Best score: 0.8869999999999999
Best parameters set:
	criterion: entropy
	max_depth: 30
	n_estimators: 1400


- When we go into advanced hyperparameter optimization techniques, we can take a look at minimization of functions using different kinds of minimization algorithms.

- This can be achieved by using many minimization functions such as 
    - `downhill simplex algorithm`, `Nelder-Mead optimization`,
    - using a `Bayesian technique` with Gaussian process for finding optimal parameters.
    - By using a `genetic algorithm`.

##### Gaussian process

- These kinds of algorithms need a function they can optimize. Most of the time, it’s about the minimization of 
this function, like we minimize loss.

- Using Bayesian optimization with gaussian process can be accomplished by using gp_minimize
function from scikit-optimize (skopt) library

In [2]:
! pip install scikit-optimize

Defaulting to user installation because normal site-packages is not writeable
Collecting scikit-optimize
  Using cached scikit_optimize-0.9.0-py2.py3-none-any.whl (100 kB)
Collecting pyaml>=16.9
  Downloading pyaml-23.5.9-py3-none-any.whl (17 kB)
Collecting PyYAML
  Downloading PyYAML-6.0-cp39-cp39-win_amd64.whl (151 kB)
     ------------------------------------ 151.6/151.6 KB 411.1 kB/s eta 0:00:00
Installing collected packages: PyYAML, pyaml, scikit-optimize
Successfully installed PyYAML-6.0 pyaml-23.5.9 scikit-optimize-0.9.0


You should consider upgrading via the 'C:\Program Files\Python39\python.exe -m pip install --upgrade pip' command.


In [6]:
import numpy as np
import pandas as pd
from functools import partial
from sklearn import ensemble
from sklearn import metrics
from sklearn import model_selection

from skopt import gp_minimize
from skopt import space

In [7]:
def optimize(params, param_names, x, y):
    """
    The main optimization function. 
    This function takes all the arguments from the search space
    and training features and targets. It then initializes
    the models by setting the chosen parameters and runs 
    cross-validation and returns a negative accuracy score
    :param params: list of params from gp_minimize
    :param param_names: list of param names. order is important!
    :param x: training data
    :param y: labels/targets
    :return: negative accuracy after 5 folds
    """

    # convert params to dictionary
    params = dict(zip(param_names, params))

    # initialize model with current parameters
    model = ensemble.RandomForestClassifier(**params)

    # initialize stratified k-fold
    kf = model_selection.StratifiedKFold(n_splits=5)
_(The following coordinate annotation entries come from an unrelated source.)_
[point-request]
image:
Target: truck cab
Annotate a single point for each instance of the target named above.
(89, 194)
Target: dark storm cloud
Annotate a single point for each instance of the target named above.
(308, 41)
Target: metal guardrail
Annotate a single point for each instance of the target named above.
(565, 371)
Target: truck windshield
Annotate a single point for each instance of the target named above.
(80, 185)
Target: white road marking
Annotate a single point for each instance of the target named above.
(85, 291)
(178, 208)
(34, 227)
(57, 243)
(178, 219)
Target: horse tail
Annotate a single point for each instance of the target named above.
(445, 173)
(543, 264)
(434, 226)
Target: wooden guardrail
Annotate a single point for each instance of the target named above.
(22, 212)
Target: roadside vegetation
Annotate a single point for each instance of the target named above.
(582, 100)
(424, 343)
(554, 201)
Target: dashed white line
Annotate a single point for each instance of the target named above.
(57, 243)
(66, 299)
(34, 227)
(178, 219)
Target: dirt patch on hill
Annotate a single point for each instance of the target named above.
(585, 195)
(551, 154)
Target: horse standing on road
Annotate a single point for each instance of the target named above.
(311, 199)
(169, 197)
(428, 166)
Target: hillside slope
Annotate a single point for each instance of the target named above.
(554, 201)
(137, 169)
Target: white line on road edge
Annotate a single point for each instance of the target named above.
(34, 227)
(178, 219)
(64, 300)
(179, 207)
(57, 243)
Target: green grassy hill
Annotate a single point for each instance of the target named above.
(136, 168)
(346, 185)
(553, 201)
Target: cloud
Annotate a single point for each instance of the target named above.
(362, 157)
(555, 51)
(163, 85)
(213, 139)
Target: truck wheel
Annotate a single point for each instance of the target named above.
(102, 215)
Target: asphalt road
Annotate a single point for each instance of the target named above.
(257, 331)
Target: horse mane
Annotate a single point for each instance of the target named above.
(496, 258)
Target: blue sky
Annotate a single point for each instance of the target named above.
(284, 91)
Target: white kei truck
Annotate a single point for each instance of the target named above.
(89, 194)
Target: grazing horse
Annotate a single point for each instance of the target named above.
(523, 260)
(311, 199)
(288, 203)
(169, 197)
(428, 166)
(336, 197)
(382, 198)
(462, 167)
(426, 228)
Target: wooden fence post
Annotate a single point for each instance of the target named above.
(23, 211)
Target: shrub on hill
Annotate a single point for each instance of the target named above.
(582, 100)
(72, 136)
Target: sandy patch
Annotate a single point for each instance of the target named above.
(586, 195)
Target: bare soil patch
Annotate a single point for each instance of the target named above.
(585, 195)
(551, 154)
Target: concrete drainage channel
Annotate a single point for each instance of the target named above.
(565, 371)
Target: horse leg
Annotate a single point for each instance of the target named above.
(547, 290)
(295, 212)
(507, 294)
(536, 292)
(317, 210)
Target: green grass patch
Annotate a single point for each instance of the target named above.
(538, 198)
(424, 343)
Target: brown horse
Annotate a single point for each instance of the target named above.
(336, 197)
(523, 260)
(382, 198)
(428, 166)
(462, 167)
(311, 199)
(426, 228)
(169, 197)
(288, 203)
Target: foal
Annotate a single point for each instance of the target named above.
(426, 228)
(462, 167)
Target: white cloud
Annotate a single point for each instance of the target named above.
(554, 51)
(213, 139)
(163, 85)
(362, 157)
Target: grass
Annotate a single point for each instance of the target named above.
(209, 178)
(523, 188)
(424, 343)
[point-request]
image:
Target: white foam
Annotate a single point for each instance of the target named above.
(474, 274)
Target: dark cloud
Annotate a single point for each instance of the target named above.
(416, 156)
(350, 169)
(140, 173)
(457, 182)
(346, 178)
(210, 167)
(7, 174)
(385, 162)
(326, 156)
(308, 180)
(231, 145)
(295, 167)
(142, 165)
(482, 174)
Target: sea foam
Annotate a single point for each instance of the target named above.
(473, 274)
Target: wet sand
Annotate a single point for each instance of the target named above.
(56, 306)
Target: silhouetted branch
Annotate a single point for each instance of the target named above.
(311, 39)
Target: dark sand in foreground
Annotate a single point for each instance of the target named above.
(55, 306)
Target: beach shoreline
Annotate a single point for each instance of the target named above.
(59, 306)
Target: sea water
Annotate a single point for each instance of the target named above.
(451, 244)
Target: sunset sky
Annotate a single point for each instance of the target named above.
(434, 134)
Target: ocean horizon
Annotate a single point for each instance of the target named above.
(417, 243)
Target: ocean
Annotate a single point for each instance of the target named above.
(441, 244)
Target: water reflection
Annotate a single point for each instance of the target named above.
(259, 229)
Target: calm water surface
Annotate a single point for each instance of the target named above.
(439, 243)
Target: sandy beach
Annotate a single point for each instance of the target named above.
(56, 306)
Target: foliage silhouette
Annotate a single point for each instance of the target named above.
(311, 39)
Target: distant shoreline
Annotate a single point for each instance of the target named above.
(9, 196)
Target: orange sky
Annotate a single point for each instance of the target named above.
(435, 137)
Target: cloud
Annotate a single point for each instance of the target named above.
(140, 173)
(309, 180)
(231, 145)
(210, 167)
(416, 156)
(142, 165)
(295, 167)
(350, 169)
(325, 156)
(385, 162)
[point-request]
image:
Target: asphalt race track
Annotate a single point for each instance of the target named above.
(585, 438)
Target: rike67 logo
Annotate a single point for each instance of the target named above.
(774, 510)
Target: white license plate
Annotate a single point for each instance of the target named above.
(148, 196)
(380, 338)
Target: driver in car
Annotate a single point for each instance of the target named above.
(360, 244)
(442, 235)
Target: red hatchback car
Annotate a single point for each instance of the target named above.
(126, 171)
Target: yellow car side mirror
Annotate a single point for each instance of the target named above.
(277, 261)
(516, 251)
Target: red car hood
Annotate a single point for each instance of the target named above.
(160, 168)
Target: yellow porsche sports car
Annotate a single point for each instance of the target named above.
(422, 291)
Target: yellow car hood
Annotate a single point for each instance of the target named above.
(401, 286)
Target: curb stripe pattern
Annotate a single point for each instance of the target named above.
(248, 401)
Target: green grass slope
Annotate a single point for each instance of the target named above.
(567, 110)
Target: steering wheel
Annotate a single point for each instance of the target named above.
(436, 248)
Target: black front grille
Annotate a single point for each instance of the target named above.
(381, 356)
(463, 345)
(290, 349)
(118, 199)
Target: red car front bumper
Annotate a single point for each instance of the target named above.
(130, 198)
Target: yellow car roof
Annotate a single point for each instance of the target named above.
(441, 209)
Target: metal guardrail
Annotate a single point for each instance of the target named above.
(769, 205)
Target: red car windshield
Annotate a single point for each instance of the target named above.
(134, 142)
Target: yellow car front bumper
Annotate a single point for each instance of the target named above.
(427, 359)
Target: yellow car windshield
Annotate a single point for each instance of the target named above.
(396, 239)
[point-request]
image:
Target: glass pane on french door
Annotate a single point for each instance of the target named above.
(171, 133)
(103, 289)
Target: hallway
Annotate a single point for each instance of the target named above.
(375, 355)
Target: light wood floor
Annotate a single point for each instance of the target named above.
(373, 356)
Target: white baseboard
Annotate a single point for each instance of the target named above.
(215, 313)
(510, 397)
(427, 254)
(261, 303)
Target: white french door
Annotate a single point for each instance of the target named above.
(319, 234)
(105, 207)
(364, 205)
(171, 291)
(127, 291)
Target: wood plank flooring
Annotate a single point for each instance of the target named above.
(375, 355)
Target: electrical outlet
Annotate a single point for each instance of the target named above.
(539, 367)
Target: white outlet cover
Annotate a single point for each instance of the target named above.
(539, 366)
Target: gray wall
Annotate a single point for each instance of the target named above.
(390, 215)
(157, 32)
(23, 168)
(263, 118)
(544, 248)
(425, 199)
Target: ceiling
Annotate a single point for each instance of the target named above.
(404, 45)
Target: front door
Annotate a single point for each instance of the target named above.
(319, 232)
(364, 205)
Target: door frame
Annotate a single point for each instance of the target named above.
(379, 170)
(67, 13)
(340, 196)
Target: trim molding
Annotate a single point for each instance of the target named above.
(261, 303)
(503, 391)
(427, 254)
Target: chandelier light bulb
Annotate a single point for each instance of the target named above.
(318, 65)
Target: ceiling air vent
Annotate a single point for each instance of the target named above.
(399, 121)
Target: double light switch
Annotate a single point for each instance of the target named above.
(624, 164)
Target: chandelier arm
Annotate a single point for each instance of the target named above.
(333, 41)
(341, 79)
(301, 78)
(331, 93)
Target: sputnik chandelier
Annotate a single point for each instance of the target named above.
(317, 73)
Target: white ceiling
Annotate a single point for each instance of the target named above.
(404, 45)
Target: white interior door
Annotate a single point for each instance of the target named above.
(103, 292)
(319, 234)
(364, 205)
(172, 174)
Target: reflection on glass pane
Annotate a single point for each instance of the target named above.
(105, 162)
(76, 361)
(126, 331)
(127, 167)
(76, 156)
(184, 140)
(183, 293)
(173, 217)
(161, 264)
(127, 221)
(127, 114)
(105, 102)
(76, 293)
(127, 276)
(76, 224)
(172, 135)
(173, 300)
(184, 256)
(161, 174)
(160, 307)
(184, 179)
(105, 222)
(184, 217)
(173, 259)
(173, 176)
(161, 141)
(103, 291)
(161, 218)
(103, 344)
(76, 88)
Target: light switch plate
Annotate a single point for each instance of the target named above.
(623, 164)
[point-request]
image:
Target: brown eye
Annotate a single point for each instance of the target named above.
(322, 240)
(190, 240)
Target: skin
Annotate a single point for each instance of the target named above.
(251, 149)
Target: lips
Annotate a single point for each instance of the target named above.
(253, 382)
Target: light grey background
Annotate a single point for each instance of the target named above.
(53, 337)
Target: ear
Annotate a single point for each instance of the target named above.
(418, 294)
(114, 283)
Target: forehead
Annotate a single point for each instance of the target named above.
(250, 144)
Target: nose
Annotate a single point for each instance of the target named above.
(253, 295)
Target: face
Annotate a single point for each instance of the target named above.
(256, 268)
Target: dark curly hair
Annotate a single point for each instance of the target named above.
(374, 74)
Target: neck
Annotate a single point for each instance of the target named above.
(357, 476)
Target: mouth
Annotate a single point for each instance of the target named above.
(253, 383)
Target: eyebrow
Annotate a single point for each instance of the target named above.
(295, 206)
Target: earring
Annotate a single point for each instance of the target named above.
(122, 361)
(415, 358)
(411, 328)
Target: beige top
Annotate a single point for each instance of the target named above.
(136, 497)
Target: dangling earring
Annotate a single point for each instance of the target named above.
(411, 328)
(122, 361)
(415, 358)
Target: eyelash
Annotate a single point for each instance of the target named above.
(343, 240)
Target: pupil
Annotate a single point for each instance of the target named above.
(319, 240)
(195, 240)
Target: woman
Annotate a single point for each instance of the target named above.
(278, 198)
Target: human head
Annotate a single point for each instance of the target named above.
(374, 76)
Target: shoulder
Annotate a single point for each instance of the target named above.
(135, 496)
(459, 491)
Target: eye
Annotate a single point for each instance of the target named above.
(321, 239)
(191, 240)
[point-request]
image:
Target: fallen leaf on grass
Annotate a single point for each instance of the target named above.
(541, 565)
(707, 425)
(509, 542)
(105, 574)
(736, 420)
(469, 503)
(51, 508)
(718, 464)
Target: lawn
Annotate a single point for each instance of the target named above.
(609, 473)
    # initialize accuracy list
    accuracies = []

    # loop over all folds
    for idx in kf.split(X=x, y=y):
        train_idx, test_idx = idx[0], idx[1]
        xtrain = x[train_idx]
        ytrain = y[train_idx]
        xtest = x[test_idx]
        ytest = y[test_idx]

        # fit model for current fold
        model.fit(xtrain, ytrain)

        #create predictions
        preds = model.predict(xtest)

        # calculate and append accuracy
        fold_accuracy = metrics.accuracy_score(
        ytest,
        preds
        )
        accuracies.append(fold_accuracy)

    # return negative accuracy
    return -1 * np.mean(accuracies)


In [8]:
# read the training data
data_df = pd.read_csv(r"C:\Users\lenovo\Desktop\Disha Github\Machine Learning Approaches\Machine-Learning\datasets\train.csv")

In [9]:
# features are all columns without price_range
 # note that there is no id column in this dataset
 # here we have training features
X = data_df.drop("price_range", axis=1).values
 # and the targets
y = data_df.price_range.values

In [19]:
# define a parameter space
param_space = [
 # max_depth is an integer between 3 and 10
 space.Integer(3, 15, name="max_depth"),
 # n_estimators is an integer between 50 and 1500
 space.Integer(100, 1500, name="n_estimators"),
 # criterion is a category. here we define list of categories
 space.Categorical(["gini", "entropy"], name="criterion"),
 # you can also have Real numbered space and define a 
 # distribution you want to pick it from
 space.Real(0.01, 1, prior="uniform", name="max_features")
 ]

In [23]:
param_space

[Integer(low=3, high=15, prior='uniform', transform='normalize'),
 Integer(low=100, high=1500, prior='uniform', transform='normalize'),
 Categorical(categories=('gini', 'entropy'), prior=None),
 Real(low=0.01, high=1, prior='uniform', transform='normalize')]

In [11]:
# make a list of param names
 # this has to be same order as the search space
 # inside the main function
param_names = [
 "max_depth",
 "n_estimators",
 "criterion",
 "max_features"
 ]

In [12]:
# by using functools partial, i am creating a 
 # new function which has same parameters as the 
 # optimize function except for the fact that
 # only one param, i.e. the "params" parameter is
 # required. this is how gp_minimize expects the 
 # optimization function to be. you can get rid of this
 # by reading data inside the optimize function or by
 # defining the optimize function here.
optimization_function = partial(
 optimize,
 param_names=param_names,
 x=X,
 y=y
 )


In [24]:
# now we call gp_minimize from scikit-optimize
 # gp_minimize uses bayesian optimization for 
 # minimization of the optimization function.
 # we need a space of parameters, the function itself,
 # the number of calls/iterations we want to have

result = gp_minimize(   
 optimization_function,
 dimensions=param_space,
 n_calls=15,
 n_random_starts=10,
 verbose=10
 )


Iteration No: 1 started. Evaluating function at random point.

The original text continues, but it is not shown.